N-machine theory tested

[PaulLowrance]

Hi,

Long ago when the late Bruce DePalma lived in Santa Barbara, CA, I've visited Bruce numerous times. His N-machines are very impressive looking. Bruce said the reason the N-machine worked was because the magnet was bonded to the disc, and therefore if DC current flows through the disc, there are two opposing rotational forces, one on the disc, and the opposite on the magnet. So if you rotate the N-machine, place a load on the disc, thus producing current, there should be no net opposing angular force on the N-machine.

That's fine, but I just tested that theory. I shorted a 30+ amp DC supply across a NdFeB disc magnet, and it rotated! My magnet is not on an axis, as it was on the carpet, but it still rotated in place.

Maybe someone who has a strong magnet on an axis could verify this as well.

Paul

[jadaro2600]

I would like the results to this test as well.

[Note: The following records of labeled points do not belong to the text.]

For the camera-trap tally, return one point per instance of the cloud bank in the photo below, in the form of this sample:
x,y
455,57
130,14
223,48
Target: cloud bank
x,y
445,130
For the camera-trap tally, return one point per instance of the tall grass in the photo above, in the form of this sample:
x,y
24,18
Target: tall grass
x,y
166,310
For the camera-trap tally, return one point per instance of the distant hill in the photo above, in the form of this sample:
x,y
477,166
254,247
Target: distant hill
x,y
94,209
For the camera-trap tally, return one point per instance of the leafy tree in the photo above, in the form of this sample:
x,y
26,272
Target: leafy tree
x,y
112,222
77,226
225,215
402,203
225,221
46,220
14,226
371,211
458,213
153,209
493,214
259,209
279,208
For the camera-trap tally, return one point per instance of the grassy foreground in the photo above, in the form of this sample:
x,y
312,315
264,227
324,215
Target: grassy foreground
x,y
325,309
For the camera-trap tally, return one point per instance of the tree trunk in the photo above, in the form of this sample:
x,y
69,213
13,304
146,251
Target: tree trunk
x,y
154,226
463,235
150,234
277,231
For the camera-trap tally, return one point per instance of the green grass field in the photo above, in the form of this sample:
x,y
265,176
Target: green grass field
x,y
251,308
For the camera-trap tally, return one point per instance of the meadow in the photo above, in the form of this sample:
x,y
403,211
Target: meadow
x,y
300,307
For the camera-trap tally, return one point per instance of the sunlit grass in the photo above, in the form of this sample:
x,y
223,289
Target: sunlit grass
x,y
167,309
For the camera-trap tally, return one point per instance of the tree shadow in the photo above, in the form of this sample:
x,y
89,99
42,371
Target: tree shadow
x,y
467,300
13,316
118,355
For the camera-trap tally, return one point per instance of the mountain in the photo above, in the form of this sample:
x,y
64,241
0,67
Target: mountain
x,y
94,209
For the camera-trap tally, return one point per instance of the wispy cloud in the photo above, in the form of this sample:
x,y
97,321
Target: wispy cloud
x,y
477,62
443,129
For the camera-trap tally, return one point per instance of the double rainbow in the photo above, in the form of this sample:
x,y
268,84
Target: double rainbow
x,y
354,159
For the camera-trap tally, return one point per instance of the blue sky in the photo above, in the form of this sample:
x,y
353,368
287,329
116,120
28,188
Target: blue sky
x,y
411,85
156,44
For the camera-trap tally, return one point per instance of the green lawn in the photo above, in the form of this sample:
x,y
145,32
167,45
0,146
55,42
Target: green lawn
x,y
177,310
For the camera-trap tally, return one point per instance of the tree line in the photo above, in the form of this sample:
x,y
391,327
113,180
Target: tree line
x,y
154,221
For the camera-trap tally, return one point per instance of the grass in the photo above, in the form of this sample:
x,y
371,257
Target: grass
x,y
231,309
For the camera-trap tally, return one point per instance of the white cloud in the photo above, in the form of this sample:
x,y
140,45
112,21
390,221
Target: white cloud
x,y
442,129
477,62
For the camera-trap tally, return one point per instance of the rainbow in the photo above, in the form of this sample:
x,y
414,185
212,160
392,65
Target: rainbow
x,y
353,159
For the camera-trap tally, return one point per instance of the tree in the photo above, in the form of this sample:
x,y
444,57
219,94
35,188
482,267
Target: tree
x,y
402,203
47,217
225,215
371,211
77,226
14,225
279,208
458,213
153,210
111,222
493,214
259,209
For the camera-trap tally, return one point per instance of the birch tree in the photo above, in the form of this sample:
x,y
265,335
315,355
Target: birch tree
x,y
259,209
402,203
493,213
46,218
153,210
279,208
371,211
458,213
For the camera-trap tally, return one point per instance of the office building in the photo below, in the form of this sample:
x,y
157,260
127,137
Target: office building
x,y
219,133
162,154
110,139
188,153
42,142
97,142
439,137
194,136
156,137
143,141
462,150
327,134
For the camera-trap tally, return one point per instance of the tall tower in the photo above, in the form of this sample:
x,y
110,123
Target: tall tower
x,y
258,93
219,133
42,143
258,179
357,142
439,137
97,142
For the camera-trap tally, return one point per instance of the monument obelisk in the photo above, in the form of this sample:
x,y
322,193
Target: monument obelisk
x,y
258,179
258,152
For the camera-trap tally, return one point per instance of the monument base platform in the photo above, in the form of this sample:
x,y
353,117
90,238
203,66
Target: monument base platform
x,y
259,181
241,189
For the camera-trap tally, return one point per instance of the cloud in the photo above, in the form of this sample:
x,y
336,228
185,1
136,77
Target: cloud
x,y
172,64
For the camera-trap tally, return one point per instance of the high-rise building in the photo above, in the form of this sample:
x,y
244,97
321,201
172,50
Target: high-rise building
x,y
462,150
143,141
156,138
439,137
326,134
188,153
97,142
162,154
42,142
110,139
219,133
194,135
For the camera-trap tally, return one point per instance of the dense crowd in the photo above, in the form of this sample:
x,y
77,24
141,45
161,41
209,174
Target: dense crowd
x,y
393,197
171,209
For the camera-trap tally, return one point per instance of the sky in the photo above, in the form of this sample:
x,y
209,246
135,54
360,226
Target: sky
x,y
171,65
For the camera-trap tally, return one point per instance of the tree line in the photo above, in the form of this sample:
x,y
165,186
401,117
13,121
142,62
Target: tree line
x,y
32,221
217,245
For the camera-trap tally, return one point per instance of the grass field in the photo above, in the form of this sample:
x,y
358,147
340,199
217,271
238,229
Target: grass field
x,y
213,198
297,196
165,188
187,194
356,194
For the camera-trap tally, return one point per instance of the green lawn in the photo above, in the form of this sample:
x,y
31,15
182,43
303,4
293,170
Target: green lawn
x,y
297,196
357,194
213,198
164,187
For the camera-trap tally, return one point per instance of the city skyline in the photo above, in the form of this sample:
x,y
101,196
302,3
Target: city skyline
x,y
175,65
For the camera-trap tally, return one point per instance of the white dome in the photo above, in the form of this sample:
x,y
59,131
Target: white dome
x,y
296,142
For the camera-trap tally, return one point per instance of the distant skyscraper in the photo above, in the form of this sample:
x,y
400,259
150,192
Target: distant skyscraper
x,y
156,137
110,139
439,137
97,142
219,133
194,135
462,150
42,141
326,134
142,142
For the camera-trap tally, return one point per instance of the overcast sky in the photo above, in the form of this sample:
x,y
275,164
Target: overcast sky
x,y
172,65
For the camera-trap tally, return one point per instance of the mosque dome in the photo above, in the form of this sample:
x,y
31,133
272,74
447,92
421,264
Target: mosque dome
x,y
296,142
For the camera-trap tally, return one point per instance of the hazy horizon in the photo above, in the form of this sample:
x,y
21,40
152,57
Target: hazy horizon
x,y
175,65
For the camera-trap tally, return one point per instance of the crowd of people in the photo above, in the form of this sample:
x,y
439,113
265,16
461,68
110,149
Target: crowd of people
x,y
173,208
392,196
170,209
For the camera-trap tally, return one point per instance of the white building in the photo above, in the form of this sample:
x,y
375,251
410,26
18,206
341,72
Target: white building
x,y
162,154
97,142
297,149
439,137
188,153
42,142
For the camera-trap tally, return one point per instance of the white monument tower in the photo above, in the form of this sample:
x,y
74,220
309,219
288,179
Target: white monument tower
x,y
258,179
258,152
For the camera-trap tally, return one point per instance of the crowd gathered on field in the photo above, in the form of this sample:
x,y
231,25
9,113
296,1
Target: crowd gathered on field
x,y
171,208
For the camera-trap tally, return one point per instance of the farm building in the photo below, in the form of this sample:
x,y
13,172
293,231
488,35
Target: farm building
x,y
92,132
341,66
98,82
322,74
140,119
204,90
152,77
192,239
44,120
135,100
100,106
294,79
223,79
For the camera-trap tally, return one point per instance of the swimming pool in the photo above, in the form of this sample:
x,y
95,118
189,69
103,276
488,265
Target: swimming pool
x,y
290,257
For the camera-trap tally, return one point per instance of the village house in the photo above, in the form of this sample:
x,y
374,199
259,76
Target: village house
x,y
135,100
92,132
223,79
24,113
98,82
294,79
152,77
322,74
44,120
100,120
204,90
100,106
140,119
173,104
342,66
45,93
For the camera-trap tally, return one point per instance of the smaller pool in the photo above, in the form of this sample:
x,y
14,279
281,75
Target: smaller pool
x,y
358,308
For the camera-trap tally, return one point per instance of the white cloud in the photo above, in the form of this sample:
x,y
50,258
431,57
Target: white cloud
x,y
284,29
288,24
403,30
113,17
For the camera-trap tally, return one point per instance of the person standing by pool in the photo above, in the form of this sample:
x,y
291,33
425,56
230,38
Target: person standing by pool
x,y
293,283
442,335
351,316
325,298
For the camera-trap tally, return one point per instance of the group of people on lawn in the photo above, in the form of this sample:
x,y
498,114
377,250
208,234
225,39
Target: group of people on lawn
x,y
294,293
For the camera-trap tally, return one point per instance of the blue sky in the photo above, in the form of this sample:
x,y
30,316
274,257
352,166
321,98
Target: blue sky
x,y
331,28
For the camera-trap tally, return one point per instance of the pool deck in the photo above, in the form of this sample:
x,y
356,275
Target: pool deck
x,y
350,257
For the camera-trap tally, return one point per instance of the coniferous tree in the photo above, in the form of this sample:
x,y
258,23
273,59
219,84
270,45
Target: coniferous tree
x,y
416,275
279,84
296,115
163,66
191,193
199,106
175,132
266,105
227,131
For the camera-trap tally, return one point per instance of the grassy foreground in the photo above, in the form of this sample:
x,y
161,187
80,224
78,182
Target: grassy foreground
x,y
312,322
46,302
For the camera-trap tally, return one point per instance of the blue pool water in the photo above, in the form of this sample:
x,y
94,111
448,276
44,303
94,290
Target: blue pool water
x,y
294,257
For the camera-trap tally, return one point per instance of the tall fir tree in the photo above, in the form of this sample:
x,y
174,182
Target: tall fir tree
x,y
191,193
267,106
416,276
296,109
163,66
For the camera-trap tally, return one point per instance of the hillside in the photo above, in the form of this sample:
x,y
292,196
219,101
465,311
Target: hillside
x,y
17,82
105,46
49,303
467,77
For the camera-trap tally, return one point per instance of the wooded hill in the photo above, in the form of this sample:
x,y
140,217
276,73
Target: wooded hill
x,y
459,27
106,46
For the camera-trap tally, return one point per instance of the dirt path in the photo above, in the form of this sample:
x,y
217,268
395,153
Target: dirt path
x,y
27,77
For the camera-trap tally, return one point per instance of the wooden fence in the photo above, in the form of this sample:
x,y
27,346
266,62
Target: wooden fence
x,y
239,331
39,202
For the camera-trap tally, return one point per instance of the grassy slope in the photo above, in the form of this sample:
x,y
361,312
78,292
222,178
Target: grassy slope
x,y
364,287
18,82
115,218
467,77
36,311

I hear numerous things about the unusual fields formed by the magnets.. something about their field strength near the periphery vs that of the inside.

[broli]

Hi,

Long ago when the late Bruce DePalma lived in Santa Barbara, CA, I've visited Bruce numerous times. His N-machines are very impressive looking. Bruce said the reason the N-machine worked was because the magnet was bonded to the disc, and therefore if DC current flows through the disc, there are two opposing rotational forces, one on the disc, and the opposite on the magnet. So if you rotate the N-machine, place a load on the disc, thus producing current, there should be no net opposing angular force on the N-machine.

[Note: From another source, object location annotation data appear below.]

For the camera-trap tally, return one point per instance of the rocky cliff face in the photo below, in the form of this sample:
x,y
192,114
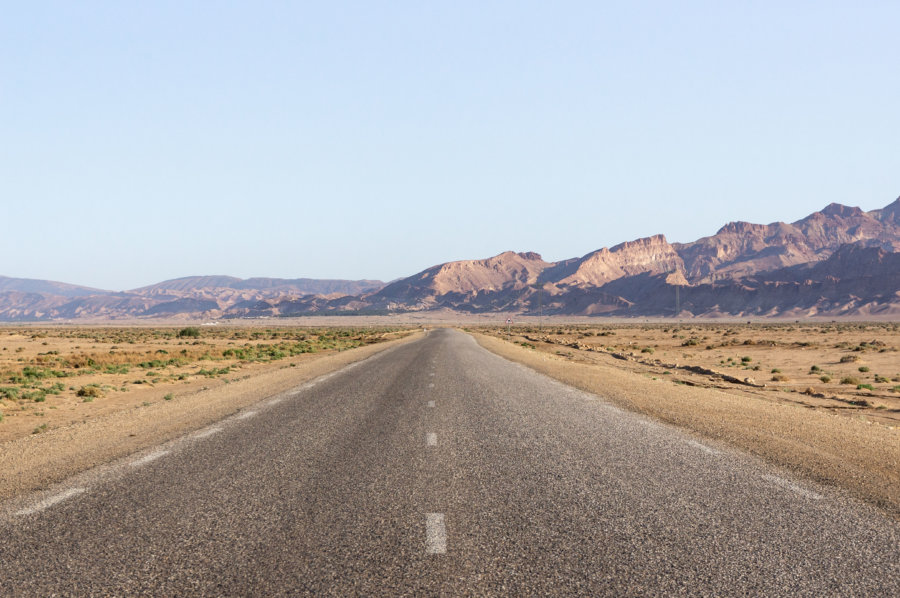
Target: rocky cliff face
x,y
839,261
742,249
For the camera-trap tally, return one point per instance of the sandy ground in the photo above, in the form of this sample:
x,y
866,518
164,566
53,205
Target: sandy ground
x,y
143,419
857,455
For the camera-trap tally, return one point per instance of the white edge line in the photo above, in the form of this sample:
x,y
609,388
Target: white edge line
x,y
51,500
148,458
435,534
702,447
783,483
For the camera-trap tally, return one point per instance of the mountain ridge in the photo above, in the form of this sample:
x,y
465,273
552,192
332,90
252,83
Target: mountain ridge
x,y
839,260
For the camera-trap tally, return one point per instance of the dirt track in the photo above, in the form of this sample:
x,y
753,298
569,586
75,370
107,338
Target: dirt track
x,y
36,461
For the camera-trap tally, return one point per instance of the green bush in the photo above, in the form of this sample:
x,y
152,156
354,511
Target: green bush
x,y
9,393
91,390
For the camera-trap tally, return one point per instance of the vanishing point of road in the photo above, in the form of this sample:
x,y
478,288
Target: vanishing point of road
x,y
438,468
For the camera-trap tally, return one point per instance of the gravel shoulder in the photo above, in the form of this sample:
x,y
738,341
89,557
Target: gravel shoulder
x,y
37,461
859,457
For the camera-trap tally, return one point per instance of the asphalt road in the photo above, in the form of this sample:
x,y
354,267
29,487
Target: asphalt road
x,y
437,468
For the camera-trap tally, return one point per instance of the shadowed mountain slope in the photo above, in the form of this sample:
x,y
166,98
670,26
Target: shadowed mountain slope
x,y
838,261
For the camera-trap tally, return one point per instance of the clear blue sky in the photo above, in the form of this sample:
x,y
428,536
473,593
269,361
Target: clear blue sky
x,y
141,141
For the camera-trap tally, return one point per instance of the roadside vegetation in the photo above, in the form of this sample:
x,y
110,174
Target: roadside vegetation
x,y
851,368
43,369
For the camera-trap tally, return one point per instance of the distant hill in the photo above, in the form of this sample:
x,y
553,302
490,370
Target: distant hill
x,y
840,261
45,287
297,286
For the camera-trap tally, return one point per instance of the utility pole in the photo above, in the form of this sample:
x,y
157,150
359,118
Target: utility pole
x,y
541,304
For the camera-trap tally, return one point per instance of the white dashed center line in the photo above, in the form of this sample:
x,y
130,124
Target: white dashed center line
x,y
703,447
792,487
148,458
50,501
435,534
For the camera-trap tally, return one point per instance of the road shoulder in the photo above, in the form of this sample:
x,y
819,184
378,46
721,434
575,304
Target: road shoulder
x,y
861,458
38,461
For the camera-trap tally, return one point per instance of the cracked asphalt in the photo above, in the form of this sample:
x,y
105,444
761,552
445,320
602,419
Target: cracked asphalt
x,y
509,483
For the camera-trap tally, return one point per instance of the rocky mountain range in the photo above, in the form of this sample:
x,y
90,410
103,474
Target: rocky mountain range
x,y
840,261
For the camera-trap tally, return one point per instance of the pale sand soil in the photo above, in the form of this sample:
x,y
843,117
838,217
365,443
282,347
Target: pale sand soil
x,y
858,456
36,461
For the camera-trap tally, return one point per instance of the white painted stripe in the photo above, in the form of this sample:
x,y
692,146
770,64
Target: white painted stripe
x,y
52,500
702,447
792,487
207,433
148,458
435,534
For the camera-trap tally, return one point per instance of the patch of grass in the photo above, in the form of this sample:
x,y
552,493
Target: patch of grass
x,y
9,393
91,390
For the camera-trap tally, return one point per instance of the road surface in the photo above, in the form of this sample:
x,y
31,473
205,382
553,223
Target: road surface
x,y
438,468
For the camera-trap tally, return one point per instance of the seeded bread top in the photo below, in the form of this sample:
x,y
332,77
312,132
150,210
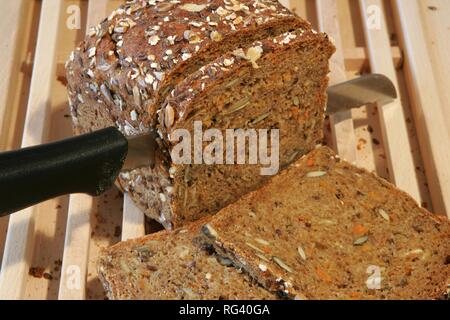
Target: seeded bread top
x,y
324,229
179,104
131,59
172,266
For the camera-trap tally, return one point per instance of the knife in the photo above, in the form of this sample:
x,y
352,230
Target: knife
x,y
91,163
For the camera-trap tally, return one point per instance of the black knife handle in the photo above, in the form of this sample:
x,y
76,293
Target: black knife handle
x,y
84,164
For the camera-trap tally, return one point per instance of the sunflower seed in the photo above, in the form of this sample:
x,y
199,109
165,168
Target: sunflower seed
x,y
261,118
215,36
282,264
262,241
262,267
209,231
232,83
241,104
361,241
315,174
153,40
192,7
301,252
383,214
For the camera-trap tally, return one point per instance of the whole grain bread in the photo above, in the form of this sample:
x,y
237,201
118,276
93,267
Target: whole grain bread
x,y
173,266
142,68
324,229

That's fine, but I just tested that theory. I shorted a 30+ amp DC supply across a NdFeB disc magnet, and it rotated! My magnet is not on an axis, as it was on the carpet, but it still rotated in place.

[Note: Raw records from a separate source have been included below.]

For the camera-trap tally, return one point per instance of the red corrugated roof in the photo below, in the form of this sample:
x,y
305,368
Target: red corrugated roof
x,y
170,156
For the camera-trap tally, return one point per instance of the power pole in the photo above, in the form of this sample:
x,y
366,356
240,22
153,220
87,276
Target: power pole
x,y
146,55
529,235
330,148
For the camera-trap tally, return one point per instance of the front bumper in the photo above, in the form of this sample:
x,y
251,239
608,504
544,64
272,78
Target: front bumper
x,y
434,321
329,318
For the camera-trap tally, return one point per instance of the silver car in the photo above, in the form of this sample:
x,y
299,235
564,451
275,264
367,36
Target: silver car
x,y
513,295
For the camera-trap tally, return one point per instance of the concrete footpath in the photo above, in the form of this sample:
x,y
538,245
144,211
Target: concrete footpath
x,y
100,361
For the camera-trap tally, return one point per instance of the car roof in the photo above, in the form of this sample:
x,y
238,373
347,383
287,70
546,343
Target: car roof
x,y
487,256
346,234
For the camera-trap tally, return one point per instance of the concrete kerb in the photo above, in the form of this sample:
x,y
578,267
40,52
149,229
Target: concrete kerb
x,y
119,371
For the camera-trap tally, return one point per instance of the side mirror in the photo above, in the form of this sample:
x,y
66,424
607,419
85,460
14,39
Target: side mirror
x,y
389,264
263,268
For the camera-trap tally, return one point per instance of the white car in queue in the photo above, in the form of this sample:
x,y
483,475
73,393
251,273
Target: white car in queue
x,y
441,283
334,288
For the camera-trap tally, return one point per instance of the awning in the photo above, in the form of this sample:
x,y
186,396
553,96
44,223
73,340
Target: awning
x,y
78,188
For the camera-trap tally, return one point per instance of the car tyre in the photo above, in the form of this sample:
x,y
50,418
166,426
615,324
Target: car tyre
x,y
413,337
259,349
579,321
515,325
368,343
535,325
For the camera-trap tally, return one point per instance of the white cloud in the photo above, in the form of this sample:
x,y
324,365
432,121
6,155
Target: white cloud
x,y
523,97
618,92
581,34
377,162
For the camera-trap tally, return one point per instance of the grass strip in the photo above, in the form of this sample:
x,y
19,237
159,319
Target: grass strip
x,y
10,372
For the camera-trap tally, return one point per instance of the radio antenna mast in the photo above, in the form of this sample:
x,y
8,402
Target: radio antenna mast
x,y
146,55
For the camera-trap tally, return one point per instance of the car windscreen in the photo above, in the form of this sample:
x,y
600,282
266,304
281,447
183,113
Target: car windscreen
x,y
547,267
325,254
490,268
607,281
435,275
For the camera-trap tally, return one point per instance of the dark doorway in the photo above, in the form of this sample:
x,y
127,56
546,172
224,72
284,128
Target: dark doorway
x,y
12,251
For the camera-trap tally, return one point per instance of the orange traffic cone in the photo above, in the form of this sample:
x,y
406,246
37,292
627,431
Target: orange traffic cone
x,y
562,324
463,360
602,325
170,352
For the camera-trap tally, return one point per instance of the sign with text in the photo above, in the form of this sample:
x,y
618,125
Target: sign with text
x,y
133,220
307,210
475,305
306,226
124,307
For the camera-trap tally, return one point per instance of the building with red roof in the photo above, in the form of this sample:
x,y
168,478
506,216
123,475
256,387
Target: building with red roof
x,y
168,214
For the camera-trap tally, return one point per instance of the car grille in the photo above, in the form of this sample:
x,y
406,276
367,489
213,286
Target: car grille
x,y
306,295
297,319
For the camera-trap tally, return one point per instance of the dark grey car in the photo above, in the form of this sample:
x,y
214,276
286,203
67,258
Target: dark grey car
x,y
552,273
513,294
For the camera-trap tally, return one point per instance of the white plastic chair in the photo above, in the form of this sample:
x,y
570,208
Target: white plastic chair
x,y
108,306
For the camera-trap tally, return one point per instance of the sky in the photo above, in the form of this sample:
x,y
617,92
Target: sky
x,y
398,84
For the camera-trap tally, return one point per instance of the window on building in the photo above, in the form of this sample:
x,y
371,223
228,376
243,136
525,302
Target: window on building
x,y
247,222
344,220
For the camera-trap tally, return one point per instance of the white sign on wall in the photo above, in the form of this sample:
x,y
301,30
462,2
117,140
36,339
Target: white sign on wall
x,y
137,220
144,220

Maybe someone who has a strong magnet on an axis could verify this as well.

Paul

This is homopolar 101. The reason why it rotates is because both the disc (the coat of your neodymium mag) and the outside circuit (what you are brushing it against) want to torque the magnet. But since the magnet is attached to the coating this torque will vanish and all that remains is the torque due to the outside circuit, this will cause rotation. Unfortunately while rotating the coat will start generating back emf due to its motion and the presence of the magnetic field.

The interesting part which I have seen one person experiment with so far is that you can manipulate the flux of a magnet. Magnetic flux confined due to a ferromagnetic material is a very strange phenomena. You can guide it and only concentrate it on a portion of a circuit and use classic laws like the Lorentz force law to deduce force. Below you see an old concept of mine that does this. This concept though doesn't solve the back emf problem, but we know that any force has a reaction force, which in this case acts on the magnetic setup. This can cause it to rotate, so one can leave the circuit stationary and allow the setup to rotate without any bemfs where the only speed limit is component dependent.

[PaulLowrance]

I hear you broli. I'm only saying that this experiment goes against what Bruce told me. All these years I never even thought to question him. 

It would be great if someone could do this without the magnet rotating, but just make sure the friction is low enough.

[PaulLowrance]

This photo was grabbed online, but it looks just like my magnet. So I placed two thin stiff wires on the magnet, one on the outer edge, and one on the center of the disc. It seemed to work best on carpet. Perhaps less friction.